Congenital Diaphragmatic Hernia (CDH) is a congenital (present at birth) malformation of the diaphragm, the muscle responsible for breathing. The severity of this defect can range from a small hole to the complete absence of the diaphragm. When the diaphragm does not develop completely, the internal organs of the abdomen (stomach, liver, intestines) are able to move up and develop in the chest cavity. Abdominal organs in the chest cavity during gestation inhibit the growth and development of the baby’s lungs. While statistics vary, CDH occurs in about 1 in 2,000-5,000 babies. Only 50% of babies born with CDH will survive.

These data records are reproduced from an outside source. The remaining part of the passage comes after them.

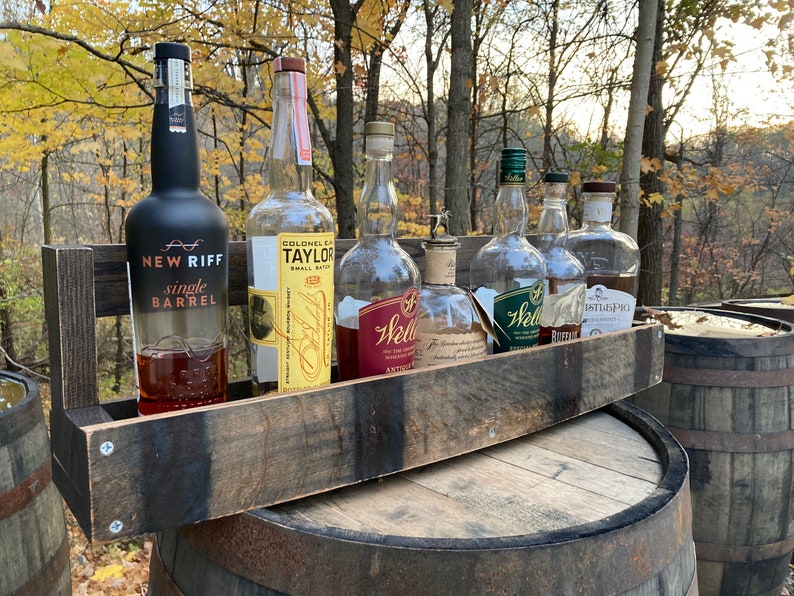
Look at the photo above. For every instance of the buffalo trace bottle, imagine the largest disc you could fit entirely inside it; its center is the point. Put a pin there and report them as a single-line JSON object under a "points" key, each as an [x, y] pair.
{"points": [[508, 274], [448, 328], [177, 258], [611, 260], [377, 282], [290, 244], [563, 304]]}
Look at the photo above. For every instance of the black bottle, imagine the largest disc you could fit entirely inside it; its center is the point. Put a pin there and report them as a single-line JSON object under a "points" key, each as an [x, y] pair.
{"points": [[177, 258]]}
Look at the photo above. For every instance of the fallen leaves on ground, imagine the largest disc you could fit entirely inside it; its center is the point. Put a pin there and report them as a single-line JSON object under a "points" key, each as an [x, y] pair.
{"points": [[117, 569]]}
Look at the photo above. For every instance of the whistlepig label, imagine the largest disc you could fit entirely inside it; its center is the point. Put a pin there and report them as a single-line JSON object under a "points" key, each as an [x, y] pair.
{"points": [[387, 334], [290, 306], [517, 317], [177, 276]]}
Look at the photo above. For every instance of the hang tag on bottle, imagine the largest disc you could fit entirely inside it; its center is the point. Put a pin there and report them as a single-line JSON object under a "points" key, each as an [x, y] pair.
{"points": [[486, 320], [303, 141], [176, 95]]}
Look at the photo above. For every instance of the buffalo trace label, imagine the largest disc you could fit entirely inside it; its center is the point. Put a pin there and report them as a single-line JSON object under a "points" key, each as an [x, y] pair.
{"points": [[291, 308], [387, 334], [517, 317], [178, 275]]}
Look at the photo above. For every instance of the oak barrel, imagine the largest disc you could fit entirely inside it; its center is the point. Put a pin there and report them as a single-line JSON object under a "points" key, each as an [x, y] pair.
{"points": [[34, 549], [596, 505], [726, 395], [771, 307]]}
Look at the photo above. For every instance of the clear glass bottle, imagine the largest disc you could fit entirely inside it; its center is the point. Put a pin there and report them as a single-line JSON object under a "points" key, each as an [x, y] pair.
{"points": [[290, 243], [563, 305], [508, 274], [177, 258], [377, 282], [448, 328], [611, 260]]}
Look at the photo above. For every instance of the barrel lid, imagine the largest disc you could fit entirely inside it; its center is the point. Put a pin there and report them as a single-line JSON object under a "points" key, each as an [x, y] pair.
{"points": [[289, 64], [555, 177], [168, 49], [380, 128], [598, 186]]}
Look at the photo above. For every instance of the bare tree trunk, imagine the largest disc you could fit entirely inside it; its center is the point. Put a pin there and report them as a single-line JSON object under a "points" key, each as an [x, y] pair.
{"points": [[629, 197], [552, 81], [649, 228], [456, 195], [342, 147]]}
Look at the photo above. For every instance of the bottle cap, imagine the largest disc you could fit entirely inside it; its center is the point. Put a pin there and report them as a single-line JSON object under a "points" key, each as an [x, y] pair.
{"points": [[598, 186], [380, 128], [286, 64], [555, 177], [167, 49]]}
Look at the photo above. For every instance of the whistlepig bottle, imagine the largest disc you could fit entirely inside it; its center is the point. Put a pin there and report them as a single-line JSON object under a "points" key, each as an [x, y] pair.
{"points": [[611, 260], [177, 258], [377, 282], [563, 305], [448, 328], [290, 242], [508, 274]]}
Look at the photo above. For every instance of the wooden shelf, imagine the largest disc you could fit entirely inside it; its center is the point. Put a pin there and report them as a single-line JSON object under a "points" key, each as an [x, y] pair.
{"points": [[124, 475]]}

Babies born with CDH need varying support in order to breath, most will spend time on a ventilator beginning immediately after birth. Some babies will require ECMO (Extracorporeal membrane oxygenation), a form of heart-lung bypass used to circulate blood outside of the body. Babies with CDH undergo repair surgery (to close or patch the hole in the diaphragm) in the first few days or weeks of life. The road to recovery is different for each child – spending days, weeks or months in the hospital after surgery. Some children require extensive and/or repeated hospital stays and varying medical support at home.
Complications (long- and short-term) of CDH include difficulty/increased work breathing, pulmonary hypertension, gastroesophageal reflux disease (GERD), feeding problems and oral aversions, scoliosis, bowel obstruction and asthma.